Assessing external test risk
Use this skill to decide whether a branch or PR should include external e2e coverage using @pytest.mark.external_test .
This helps protect deployments that commonly involve proxies, embedded iframe contexts, CSP constraints, and other browser security boundaries.
This skill is for risk assessment and recommendation.
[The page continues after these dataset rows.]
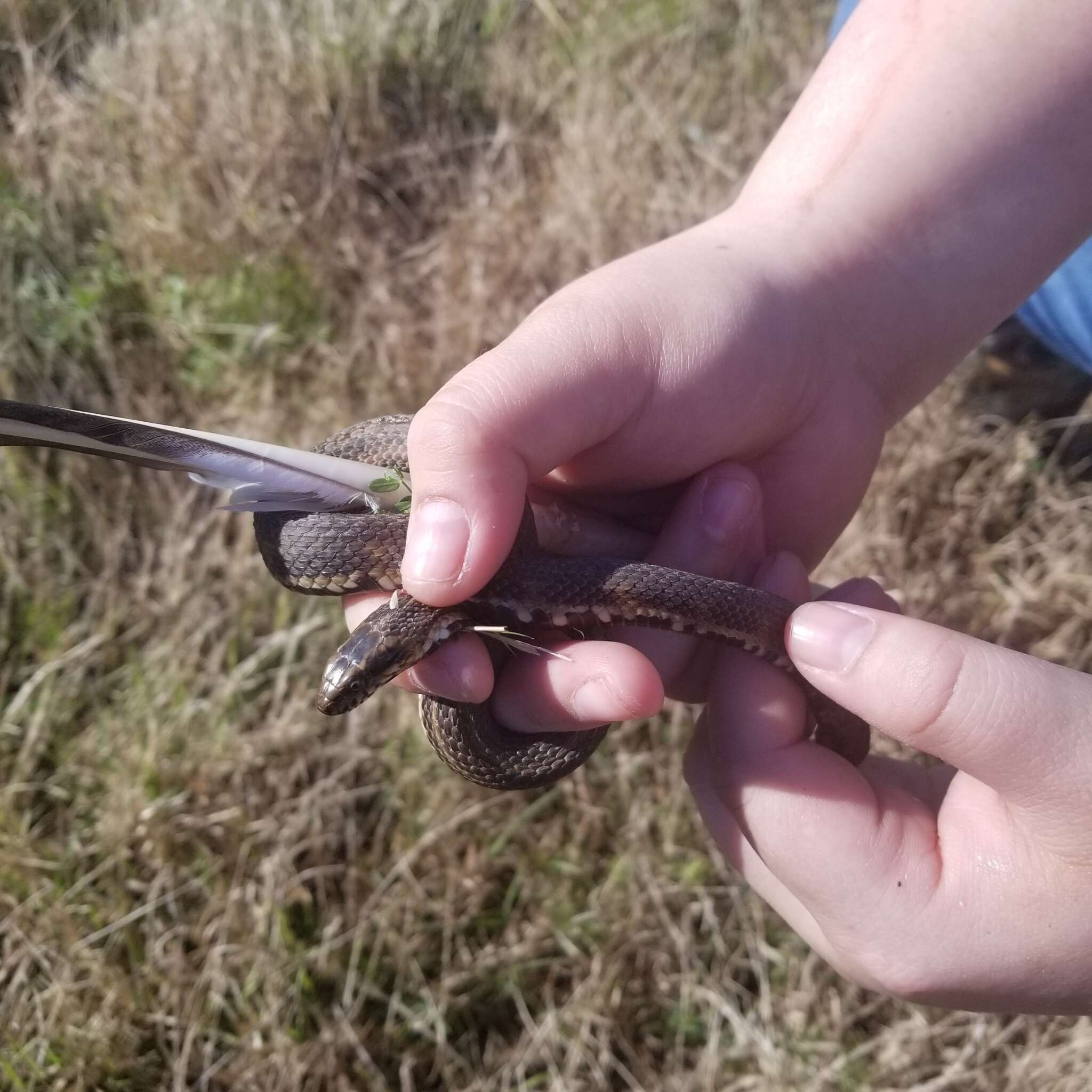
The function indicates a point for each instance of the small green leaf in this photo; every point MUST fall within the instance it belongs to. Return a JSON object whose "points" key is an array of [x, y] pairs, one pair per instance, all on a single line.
{"points": [[384, 485]]}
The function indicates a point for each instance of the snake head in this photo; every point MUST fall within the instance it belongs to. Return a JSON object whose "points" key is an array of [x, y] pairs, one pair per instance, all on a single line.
{"points": [[359, 668], [388, 643]]}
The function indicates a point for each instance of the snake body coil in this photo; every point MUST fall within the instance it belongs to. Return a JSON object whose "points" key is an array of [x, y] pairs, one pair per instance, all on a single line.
{"points": [[339, 553]]}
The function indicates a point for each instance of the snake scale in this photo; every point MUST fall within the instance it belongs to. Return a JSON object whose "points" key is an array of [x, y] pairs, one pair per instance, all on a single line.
{"points": [[339, 553]]}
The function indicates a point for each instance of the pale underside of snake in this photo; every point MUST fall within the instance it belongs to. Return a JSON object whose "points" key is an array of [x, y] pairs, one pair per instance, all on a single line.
{"points": [[325, 539]]}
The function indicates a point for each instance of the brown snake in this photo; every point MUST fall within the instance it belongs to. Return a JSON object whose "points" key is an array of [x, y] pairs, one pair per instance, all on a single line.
{"points": [[338, 553]]}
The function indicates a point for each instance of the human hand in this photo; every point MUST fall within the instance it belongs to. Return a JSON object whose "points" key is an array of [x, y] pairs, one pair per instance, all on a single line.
{"points": [[967, 885], [613, 396]]}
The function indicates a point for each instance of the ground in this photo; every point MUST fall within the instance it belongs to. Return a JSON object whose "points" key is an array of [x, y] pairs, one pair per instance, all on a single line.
{"points": [[270, 219]]}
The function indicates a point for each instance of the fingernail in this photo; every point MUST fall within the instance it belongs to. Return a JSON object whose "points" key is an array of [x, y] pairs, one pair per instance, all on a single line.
{"points": [[596, 701], [726, 504], [829, 636], [436, 549]]}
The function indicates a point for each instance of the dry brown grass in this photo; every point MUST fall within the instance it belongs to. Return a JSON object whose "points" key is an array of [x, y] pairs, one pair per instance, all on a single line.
{"points": [[269, 218]]}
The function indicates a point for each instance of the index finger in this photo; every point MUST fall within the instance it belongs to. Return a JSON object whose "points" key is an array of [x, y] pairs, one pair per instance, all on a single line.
{"points": [[1016, 723], [558, 386]]}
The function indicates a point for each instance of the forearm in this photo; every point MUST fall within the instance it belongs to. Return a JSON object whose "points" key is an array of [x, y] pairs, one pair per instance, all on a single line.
{"points": [[936, 170]]}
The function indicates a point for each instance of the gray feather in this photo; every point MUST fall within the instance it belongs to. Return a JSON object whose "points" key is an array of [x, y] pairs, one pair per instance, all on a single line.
{"points": [[262, 476]]}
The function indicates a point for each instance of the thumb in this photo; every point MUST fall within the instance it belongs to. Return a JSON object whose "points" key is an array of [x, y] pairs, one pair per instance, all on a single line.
{"points": [[564, 381]]}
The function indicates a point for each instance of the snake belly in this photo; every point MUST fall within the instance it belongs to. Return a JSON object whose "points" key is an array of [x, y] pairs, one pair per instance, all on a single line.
{"points": [[340, 553]]}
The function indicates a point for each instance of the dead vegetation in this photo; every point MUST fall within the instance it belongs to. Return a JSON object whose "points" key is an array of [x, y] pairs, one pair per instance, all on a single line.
{"points": [[253, 216]]}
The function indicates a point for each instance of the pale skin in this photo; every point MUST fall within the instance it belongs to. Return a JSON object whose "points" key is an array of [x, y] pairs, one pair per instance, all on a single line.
{"points": [[721, 398]]}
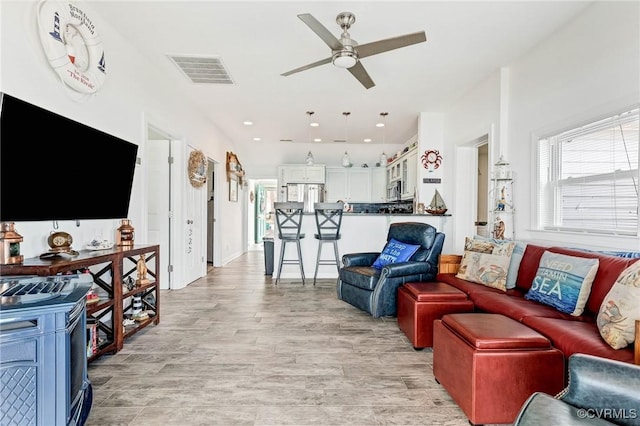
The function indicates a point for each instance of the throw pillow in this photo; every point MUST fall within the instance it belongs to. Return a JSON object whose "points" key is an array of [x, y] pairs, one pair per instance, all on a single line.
{"points": [[563, 282], [620, 309], [472, 244], [395, 252], [489, 269], [516, 257]]}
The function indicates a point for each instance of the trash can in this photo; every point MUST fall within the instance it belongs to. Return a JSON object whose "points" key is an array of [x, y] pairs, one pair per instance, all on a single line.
{"points": [[267, 242]]}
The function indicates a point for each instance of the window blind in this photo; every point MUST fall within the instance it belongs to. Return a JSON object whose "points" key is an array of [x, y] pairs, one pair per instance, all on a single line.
{"points": [[588, 177]]}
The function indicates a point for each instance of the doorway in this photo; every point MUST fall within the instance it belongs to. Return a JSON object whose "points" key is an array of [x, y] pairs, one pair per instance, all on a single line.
{"points": [[211, 200], [483, 189], [260, 220], [158, 183]]}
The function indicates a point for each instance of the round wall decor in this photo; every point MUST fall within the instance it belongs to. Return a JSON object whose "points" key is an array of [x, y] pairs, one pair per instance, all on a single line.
{"points": [[72, 45], [431, 159], [197, 169]]}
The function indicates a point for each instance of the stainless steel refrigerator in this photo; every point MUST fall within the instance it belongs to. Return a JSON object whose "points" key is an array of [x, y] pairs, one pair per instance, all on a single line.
{"points": [[307, 193]]}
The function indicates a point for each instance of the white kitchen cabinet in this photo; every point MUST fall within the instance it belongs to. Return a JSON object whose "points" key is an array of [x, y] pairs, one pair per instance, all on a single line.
{"points": [[378, 185], [300, 173], [352, 185], [403, 170], [409, 175], [359, 185]]}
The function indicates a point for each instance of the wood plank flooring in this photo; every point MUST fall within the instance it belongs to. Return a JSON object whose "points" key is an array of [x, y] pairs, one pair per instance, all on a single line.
{"points": [[234, 349]]}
It does not auto-mark tests unless explicitly requested.
Decision rule
Use an any-hit policy:
-
If any checklist category is hit, output Recommend external_test: Yes
-
If no categories are hit, output Recommend external_test: No
Inputs to review
-
Branch or PR diff against its base branch
-
Changed files and related tests
-
PR description (if available)
Assessment workflow
-
Gather the changed files and full diff against the base branch.
-
Evaluate each checklist category below as hit or not hit.
-
Record concrete evidence from file paths and diff snippets.
-
Produce a recommendation and specific external-test focus areas.
Checklist categories
Evaluate all categories. A single hit is enough to recommend external coverage.
Routing and URL behavior
-
Hit when changes introduce or modify Tornado or Starlette routes, server.baseUrlPath , catch-alls, request methods, URL resolution, redirects, or status codes.
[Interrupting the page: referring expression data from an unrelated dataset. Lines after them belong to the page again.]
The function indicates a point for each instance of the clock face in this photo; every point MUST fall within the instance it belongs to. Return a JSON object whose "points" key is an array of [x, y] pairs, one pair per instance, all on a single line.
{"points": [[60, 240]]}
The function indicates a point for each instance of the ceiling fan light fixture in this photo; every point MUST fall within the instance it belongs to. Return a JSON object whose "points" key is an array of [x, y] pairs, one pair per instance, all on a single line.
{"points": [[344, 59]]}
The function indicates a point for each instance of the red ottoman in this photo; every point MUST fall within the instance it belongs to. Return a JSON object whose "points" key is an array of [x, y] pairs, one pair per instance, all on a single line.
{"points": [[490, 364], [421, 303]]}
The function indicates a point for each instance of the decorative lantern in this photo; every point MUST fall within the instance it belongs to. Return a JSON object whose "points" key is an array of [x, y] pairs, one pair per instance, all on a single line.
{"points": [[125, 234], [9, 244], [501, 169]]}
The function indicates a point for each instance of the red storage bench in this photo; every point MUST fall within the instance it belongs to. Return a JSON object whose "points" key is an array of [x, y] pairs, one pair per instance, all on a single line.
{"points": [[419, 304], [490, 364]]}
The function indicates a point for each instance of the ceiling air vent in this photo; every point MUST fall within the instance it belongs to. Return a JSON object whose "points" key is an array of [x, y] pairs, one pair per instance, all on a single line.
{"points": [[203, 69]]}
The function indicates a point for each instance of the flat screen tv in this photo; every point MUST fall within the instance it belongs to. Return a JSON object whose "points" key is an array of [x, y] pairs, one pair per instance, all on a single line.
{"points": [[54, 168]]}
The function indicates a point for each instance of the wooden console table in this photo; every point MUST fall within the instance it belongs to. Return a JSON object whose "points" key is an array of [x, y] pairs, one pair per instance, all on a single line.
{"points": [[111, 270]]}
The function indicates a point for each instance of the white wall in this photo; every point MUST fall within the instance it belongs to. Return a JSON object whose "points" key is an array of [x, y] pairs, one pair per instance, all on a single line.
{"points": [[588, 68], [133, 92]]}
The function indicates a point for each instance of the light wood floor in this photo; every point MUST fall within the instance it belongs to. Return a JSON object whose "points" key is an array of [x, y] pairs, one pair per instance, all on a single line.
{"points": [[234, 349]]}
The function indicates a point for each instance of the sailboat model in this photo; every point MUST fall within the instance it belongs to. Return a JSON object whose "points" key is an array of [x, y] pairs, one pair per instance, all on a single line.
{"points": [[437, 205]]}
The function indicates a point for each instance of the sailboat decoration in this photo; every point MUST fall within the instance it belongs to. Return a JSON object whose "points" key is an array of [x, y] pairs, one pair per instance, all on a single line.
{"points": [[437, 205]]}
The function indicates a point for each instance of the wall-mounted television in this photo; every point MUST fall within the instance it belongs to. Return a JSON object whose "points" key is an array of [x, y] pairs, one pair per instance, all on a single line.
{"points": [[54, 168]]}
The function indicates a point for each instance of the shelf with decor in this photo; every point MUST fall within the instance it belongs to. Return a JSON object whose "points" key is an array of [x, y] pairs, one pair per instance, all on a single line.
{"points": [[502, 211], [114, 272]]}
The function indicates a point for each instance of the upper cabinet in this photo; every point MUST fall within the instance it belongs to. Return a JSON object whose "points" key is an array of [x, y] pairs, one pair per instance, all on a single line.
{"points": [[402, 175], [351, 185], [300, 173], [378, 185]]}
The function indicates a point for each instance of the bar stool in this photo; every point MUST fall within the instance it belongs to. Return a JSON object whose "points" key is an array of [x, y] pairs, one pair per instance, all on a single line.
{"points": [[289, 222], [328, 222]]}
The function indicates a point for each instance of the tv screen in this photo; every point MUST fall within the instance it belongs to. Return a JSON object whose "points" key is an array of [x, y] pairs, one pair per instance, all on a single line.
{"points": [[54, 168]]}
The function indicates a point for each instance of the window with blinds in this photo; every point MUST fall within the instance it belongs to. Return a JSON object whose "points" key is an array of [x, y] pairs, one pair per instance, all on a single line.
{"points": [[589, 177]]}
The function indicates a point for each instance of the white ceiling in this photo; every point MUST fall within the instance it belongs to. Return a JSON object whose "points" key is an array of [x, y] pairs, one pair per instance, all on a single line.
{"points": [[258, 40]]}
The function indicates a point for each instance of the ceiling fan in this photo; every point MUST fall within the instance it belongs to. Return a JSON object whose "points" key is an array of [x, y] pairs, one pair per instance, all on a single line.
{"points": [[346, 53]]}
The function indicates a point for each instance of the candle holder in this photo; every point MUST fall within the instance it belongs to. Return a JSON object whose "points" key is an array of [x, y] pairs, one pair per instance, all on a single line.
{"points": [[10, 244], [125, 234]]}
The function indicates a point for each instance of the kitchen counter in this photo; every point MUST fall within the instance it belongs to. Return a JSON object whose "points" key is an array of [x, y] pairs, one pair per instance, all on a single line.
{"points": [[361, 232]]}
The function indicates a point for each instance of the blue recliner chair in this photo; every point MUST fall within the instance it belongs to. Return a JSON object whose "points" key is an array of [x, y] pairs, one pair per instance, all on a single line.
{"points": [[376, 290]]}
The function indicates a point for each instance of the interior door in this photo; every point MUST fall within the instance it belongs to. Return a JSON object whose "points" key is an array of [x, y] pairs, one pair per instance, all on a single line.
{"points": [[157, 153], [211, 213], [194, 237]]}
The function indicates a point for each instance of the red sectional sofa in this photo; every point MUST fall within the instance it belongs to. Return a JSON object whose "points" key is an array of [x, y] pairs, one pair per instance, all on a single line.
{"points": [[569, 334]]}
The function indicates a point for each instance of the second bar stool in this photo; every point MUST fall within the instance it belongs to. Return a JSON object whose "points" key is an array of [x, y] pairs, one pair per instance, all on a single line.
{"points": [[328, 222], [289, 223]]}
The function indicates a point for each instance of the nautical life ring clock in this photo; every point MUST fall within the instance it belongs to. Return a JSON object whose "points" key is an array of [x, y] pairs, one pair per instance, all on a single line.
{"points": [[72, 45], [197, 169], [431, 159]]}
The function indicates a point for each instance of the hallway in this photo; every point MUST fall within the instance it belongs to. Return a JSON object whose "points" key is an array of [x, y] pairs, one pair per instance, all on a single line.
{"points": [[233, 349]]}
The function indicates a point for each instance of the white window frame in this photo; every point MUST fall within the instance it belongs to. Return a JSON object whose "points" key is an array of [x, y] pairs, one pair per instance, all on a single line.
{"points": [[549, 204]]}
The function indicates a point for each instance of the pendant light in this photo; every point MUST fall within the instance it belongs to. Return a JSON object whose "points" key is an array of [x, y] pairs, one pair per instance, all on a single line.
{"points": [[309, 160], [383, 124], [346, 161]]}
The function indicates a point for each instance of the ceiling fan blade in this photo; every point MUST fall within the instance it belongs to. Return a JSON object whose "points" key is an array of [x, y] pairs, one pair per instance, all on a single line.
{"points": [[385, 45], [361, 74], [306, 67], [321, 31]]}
Auth, cookies, CSRF, and identity binding
-
Hit when changes touch login/logout or OAuth flows, _streamlit_user , _streamlit_xsrf , CSRF/XSRF handling, server.trustedUserHeaders , or session-to-identity binding.
Websocket handshake and session transport
-
Hit when changes affect websocket handshake or subprotocols, session affinity, reconnect behavior, ping or timeout behavior, message size limits, or fragmentation.
Embedding and iframe boundary
-
Hit when changes modify host-to-guest communication (postMessage ), iframe sizing or resize behavior, iframe sandbox or allow attributes, or permissions policy behavior in embedded contexts.
Static and component asset serving
-
Hit when changes alter asset handlers, cache headers, size limits, base paths (including server.customComponentBaseUrlPath ), or proxying rules for static/component assets.
Service worker, uploads, and downloads
-
Hit when changes modify service worker registration, scope, or caching strategy; upload/download endpoints; JWT or CSRF wrapping; or download attribute behavior.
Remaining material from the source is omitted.